A new study has revealed that file-sharing has almost no discernible effect on box office revenue.
The study, conducted by economist Koleman Strumpf of the University of Kansas School of Business, looked at data covering the most popular movies over a period of seven years and compared and looked at the release of pirated versions of these movies, and the effect these releases had on box office revenue. The study is one of the most comprehensive, with data taken over such a long period and with thousands of daily observations being recorded and used as well.
Despite the extensive data, and the industry assumption that piracy cases billions in losses ever year, Strumpf's study actually found that piracy had little effect on revenue.
"There is no evidence in my empirical results of file-sharing having a significant impact on theatrical revenue," Strumpf told file-sharing news websiteTorrentFreak.

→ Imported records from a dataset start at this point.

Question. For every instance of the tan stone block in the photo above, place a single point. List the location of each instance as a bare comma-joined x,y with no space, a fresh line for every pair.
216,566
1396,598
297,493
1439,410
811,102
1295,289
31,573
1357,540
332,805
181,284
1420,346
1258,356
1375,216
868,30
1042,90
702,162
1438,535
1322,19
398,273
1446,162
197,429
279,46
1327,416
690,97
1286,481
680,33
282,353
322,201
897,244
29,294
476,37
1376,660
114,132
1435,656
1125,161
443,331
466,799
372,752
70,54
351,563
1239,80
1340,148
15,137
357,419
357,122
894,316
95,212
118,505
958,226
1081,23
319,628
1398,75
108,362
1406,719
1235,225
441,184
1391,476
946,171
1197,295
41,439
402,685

From his research, Strumpf found a possible $200 million reduction in box office revenue during the 7 year period covered by the data, which sounds significant at first, but actually accounts for only three tenths of a percent of total revenue. The 0.3% reduction in box office revenue means that Strumpf cannot rule out that file-sharing has no impact on revenue, but the effects are so small that they become statistically insignificant.
TorrentFreak notes that in the same period, Hollywood spent more than $500 million combating piracy.
What may not be so insignificant finding is that piracy may actually boost revenue.
"One consistent result is that file-sharing arrivals shortly before the theatrical opening have a modest positive effect on box office revenue. One explanation is that such releases create greater awareness of the film. This is also the period of heaviest advertising," the study found.